Developing a neurocognitive model of sound and speech recognition
Mice are an ideal candidate organism for studying neural mechanisms underlying vocal communication. They emit ultrasonic vocalisations in social contexts and the genetic basis of these signals can provide insight into disorders affecting verbal communication such as Autism Spectrum Disorder (ASD). There is evidence to suggest that the shape or waveform pattern of the call influences behaviour and may more accurately represent differences in communication. The major challenge for quantitatively assessing differences in vocalisations lies in the quantity and complexity of data that must be analysed. This project will enable the design and validation of algorithms for automatic classification of mouse ultrasonic vocalisations, and will represent a first attempt to do so with this level of sophistication and scope.
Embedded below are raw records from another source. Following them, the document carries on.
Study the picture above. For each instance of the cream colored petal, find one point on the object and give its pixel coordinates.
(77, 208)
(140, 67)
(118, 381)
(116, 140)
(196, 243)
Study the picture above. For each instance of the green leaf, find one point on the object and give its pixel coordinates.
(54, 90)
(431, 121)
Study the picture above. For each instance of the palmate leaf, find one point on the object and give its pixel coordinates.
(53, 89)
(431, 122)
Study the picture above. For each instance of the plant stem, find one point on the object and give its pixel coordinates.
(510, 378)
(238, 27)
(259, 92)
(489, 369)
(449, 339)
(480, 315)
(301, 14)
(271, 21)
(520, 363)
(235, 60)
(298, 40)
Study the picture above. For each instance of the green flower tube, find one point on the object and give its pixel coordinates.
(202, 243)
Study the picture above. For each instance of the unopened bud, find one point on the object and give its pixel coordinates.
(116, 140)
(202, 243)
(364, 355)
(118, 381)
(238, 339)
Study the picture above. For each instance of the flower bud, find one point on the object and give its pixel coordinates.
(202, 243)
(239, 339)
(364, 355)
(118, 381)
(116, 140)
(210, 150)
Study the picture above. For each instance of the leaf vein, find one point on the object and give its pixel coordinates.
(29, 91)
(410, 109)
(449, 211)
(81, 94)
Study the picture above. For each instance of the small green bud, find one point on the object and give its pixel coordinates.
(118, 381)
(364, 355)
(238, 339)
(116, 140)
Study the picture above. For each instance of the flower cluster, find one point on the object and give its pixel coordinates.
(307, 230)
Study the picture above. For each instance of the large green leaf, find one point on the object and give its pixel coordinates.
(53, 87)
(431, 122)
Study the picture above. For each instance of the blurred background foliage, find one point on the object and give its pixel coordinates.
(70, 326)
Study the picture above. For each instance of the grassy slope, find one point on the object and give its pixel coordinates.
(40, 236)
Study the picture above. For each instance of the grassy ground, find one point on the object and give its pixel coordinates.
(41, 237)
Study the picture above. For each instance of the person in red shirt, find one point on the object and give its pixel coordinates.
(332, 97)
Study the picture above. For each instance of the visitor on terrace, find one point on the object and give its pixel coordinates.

An earlier version of the algorithm applied to human speech successfully classified altered speech prosody in ASD patients. For this study, the algorithm will be adapted to the temporal, frequency and amplitude resolution of mouse hearing.
Our goals are:
- Develop and validate a classification algorithm.
- Conduct objective and high throughput analysis to investigate the temporal organisation of calls, studying the sequences of call types to detect any non-random sequences within ultrasonic emissions.
- Investigate if sequences of call types are perceived at a behavioural level utilising playback and precise correlation of ultrasonic vocalisations emissions with social interactions.
- Apply this method to analysis of mice containing the ASD-associated mutations.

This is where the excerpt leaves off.